The other day I went to dine at the house of a man of the robe1 who had invi­ted me seve­ral times. After tal­king about many things, I said to him : Monsieur, I have the impres­sion that that your pro­fes­sion is very dif­fi­cult. Not as much as you ima­gine, he replied ; the way we go about it, it is just an amu­se­ment. But how ? Is your head not always full of other peo­ple’s busi­ness ? Are you not always occu­pied by things that are unin­te­res­ting ? You are right, these things are not inte­res­ting, for we take no inte­rest wha­te­ver in them, and that itself makes the pro­fes­sion not as one­rous as you say. When I saw him taking the mat­ter in so deta­ched a way, I conti­nued, and said to him : Monsieur, I have not seen your office. I should think not, for I have none. When I took this charge I nee­ded money to pay for my pro­vi­sions2 : I sold my library, and the book­sel­ler who took it, from a pro­di­gious num­ber of volu­mes, left me only my book of accounts.

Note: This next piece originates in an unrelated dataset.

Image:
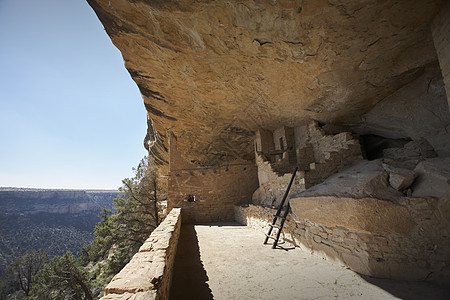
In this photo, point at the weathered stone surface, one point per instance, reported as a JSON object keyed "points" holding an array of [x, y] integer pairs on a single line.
{"points": [[148, 274], [399, 178], [415, 248], [418, 110], [363, 179], [365, 215], [414, 150], [215, 71], [131, 296], [434, 179]]}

It is not that I miss them : we jud­ges do not puff our­sel­ves up with vain science ; what need do we have of all those volu­mes of laws ? Almost all the cases are hypo­the­ti­cal, and out­side the gene­ral rule. But could that not be, mon­sieur, because you force them out­side ? For after all, why would every peo­ple on earth have laws, if they did not have their appli­ca­tion ? And how can you apply them, if you do not know them ? If you know the Palace,3 added the magis­trate, you would not speak as you do : we have living books, which are the lawyers ; they work for us and their duty is to ins­truct us. And do they not some­ti­mes also make it their duty to deceive you ? I rejoi­ned. You would the­re­fore not be wrong to pro­tect your­self from their traps. They have wea­pons with which they attack your equity ; it would be good for you also to have some to defend it, and not to join in the bat­tle lightly clad among men armo­red to the teeth.

Paris this 13th day of the moon of Chahban 1714

A member of the judicial nobility.

Letters patent officially confirming purchase of a charge as justice at the Parlement. Montesquieu himself owned a position (président à mortier) in the Bordeaux parlement.

The Palais de justice, courthouse and seat of the Paris Parlement.